Johnson v. United States, No. 03-9685 (U.S. April 4, 2005) : In a 5-4 decision, the Supreme Court by Justice Souter ruled that when a petitioner files a § 2255 petition based on a claim that his federal sentence was improperly enhanced by a state conviction that was vacated subsequent to the federal sentencing, AEDPA’s one-year statute of limitations starts running as of the date that the petitioner receives notice of the state court order vacating the predicate state conviction. However, the Court also ruled that a petitioner can take advantage of this rule only if he has sought vacatur of his state conviction with due diligence after the district court has entered judgment in the federal case. Because the petitioner Johnson waited more than 3 years after entry of judgment in the federal case to file a motion in state court to vacate the predicate convictions, and proffered no excuse for the delay apart from his status as a pro se litigant, the Court concluded that “Johnson fell far short of reasonable diligence in challenging the state conviction” and thus that his § 2255 was untimely.

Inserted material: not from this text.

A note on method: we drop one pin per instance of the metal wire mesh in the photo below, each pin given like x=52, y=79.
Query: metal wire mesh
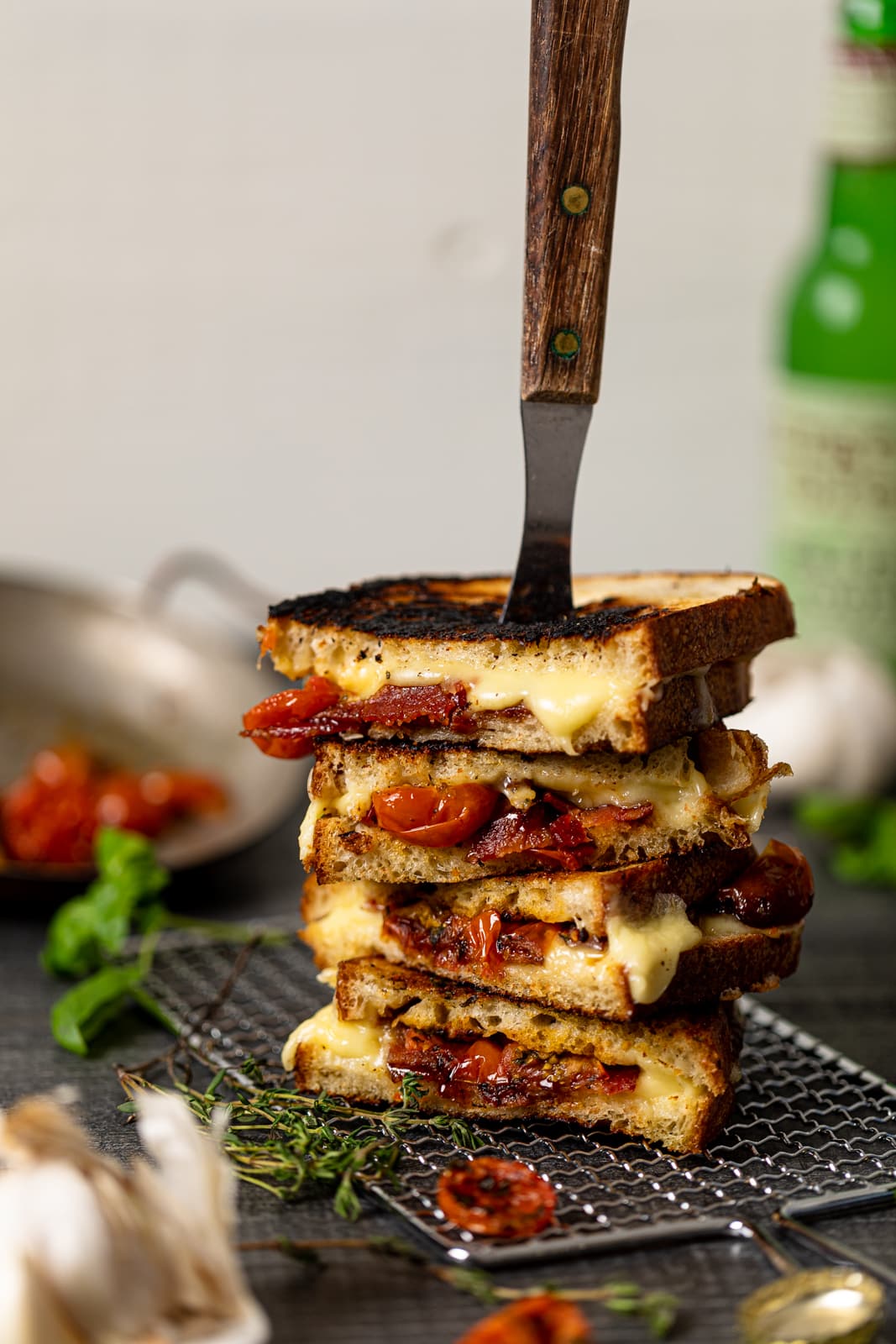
x=808, y=1122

Justice Kennedy dissented, joined by the very odd line-up of Justices Stevens, Scalia, and Ginsburg. The dissent agreed with the majority that AEDPA’s one-year clock should begin running as of the date that petitioner receives notice of the state court order vacating the state conviction, but rejected the additional requirement of due diligence in seeking the state remedy.
The lesson of Johnson is relatively simple. Defendants sentenced under a statute (e.g., 18 U.S.C. § 922(e), the Armed Career Criminal Act) or a Guidelines provision (e.g., §4B1.1, the Career Offender Guideline) that call for an enhancement of the federal sentence based on a prior state conviction (or convictions) who wish to eventually challenge their federal sentences under § 2255 must exercise “reasonable diligence” in seeking to vacate the predicate convictions once judgment has been entered by the district court. The key point to remember is that due diligence is measured from when the federal judgment of conviction is entered, not when the judgment becomes final (i.e., when the appeal has been affirmed and cert. has been denied).